Willard Thorp Professor of Sociology and American Studies

Shamus Rahman Khan is the Willard Thorp Professor of Sociology and American Studies at Princeton University, where his work examines culture, inequality, gender, and elites. One of the world’s leading sociologists of institutions, Khan has transformed how scholars, educators, and the public understand the ways schools, universities, and other organizations reproduce inequality — and how they might be remade.

He is the author of more than 130 articles, books, and essays, including Privilege: The Making of an Adolescent Elite at St. Paul’s School, an award-winning ethnography of elite education, and Sexual Citizens: Sex, Power, and Assault on Campus, co-authored with Jennifer S. Hirsch. Named one of NPR’s Best Books of 2020, Sexual Citizens grew out of SHIFT, the Sexual Health Initiative to Foster Transformation, a multi-year study of sexual health and sexual violence at Columbia University. The book has reshaped the national conversation about campus sexual assault by moving beyond narrow debates over individual consent and focusing instead on the institutional, spatial, and social conditions that make sexual violence more likely — and therefore preventable. This work has served as the foundation for institutions around the world transforming their approach to sexual violence.

Khan’s scholarship and public writing have appeared widely, including in The New Yorker, The New York Times, The Washington Post, and Time.
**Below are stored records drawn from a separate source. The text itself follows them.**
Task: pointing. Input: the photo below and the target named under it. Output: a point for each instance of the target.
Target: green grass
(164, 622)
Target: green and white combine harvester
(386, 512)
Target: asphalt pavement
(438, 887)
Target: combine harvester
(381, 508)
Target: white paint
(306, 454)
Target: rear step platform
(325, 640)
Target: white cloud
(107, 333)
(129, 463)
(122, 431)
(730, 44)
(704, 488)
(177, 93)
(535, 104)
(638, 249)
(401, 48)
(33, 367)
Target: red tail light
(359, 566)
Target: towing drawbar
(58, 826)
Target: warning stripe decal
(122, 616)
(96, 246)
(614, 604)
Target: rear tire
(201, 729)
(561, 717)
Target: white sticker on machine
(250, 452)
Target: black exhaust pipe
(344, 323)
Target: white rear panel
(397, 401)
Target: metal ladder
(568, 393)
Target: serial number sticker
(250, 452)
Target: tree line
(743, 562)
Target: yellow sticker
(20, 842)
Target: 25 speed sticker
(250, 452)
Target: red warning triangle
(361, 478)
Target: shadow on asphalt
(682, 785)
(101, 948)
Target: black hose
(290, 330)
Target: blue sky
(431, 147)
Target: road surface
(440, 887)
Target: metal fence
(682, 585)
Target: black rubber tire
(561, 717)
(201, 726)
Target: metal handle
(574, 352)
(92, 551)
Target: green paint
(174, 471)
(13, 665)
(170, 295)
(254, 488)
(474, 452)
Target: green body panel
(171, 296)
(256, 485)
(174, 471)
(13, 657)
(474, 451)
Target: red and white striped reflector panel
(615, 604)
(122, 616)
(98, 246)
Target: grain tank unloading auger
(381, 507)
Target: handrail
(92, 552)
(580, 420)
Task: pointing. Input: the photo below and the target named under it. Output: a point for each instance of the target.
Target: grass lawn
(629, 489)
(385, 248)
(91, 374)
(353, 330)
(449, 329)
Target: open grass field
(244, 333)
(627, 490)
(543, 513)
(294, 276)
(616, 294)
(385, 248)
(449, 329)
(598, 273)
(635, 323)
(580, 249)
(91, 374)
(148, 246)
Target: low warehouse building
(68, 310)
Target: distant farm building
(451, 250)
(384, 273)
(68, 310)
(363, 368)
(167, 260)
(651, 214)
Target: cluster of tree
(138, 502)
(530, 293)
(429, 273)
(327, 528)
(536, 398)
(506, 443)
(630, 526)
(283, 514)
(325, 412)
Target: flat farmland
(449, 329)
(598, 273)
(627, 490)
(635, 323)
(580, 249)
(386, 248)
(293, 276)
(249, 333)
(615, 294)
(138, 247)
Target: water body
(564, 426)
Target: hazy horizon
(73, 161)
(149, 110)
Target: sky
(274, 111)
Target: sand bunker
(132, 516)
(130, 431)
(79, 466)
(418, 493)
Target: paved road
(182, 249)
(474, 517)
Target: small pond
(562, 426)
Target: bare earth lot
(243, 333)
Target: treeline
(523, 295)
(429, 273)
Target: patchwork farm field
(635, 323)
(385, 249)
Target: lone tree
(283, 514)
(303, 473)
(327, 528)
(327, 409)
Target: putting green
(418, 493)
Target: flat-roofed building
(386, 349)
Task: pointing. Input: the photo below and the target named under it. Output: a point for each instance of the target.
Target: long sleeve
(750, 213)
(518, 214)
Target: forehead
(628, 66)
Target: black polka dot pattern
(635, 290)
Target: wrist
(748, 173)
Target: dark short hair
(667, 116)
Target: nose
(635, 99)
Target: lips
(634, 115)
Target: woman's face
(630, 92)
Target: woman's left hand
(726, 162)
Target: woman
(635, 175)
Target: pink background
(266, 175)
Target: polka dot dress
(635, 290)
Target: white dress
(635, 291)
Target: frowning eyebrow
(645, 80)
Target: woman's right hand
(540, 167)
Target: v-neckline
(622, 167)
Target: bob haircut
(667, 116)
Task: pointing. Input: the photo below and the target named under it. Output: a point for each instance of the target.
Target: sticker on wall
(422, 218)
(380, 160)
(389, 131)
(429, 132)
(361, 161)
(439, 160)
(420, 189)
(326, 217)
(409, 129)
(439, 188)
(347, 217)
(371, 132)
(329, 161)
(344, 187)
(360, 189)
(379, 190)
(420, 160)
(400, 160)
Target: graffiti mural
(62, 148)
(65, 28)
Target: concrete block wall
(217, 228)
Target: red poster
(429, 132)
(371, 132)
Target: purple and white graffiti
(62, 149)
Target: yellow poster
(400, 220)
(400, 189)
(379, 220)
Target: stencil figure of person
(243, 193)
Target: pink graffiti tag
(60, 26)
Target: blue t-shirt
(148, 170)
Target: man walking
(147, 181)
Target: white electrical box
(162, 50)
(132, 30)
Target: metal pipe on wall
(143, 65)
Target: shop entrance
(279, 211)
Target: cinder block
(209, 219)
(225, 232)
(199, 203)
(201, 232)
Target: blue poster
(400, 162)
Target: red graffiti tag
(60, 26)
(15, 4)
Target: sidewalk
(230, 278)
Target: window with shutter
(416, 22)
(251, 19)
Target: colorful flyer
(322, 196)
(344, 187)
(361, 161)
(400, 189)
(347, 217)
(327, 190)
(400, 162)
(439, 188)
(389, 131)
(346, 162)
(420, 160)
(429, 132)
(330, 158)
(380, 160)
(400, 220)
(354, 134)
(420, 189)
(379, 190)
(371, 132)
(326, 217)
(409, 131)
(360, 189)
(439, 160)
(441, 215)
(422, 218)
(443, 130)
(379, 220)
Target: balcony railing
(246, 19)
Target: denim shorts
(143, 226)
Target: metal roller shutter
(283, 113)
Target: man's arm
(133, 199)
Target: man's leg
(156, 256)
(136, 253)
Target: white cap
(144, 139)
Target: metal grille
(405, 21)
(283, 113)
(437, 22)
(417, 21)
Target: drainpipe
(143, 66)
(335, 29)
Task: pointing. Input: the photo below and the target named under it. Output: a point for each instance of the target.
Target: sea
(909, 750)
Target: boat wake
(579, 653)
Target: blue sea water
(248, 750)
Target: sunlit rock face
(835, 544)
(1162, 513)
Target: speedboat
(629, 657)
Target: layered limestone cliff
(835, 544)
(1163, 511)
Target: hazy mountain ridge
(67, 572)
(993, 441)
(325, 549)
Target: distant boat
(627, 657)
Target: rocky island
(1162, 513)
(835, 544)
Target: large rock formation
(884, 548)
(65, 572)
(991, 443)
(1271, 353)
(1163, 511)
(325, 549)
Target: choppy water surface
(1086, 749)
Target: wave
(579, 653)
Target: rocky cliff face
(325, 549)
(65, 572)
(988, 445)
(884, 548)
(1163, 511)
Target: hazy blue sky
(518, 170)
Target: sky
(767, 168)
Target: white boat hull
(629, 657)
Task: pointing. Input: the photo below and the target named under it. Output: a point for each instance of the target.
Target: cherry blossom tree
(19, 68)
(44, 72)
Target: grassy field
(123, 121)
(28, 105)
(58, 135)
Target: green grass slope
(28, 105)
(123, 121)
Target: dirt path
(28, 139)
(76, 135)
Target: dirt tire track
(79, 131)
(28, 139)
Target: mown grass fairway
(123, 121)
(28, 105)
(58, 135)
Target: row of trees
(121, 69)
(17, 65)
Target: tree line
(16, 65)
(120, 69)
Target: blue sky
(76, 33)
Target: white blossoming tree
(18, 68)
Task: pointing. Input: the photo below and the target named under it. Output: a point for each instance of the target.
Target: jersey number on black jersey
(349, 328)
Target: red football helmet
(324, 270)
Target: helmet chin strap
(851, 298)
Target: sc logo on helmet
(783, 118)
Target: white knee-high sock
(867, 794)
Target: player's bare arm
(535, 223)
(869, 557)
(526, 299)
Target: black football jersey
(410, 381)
He has served as editor of Public Culture, directed a Russell Sage Foundation working group on the political influence of economic elites, and received Columbia University’s Presidential Teaching Award as well as the Hans L. Zetterberg Prize for the best sociologist under 40. Across his research, teaching, and public engagement, Khan brings a deep commitment to understanding how institutions shape lives — and how they can be redesigned to foster equality, dignity, and human flourishing.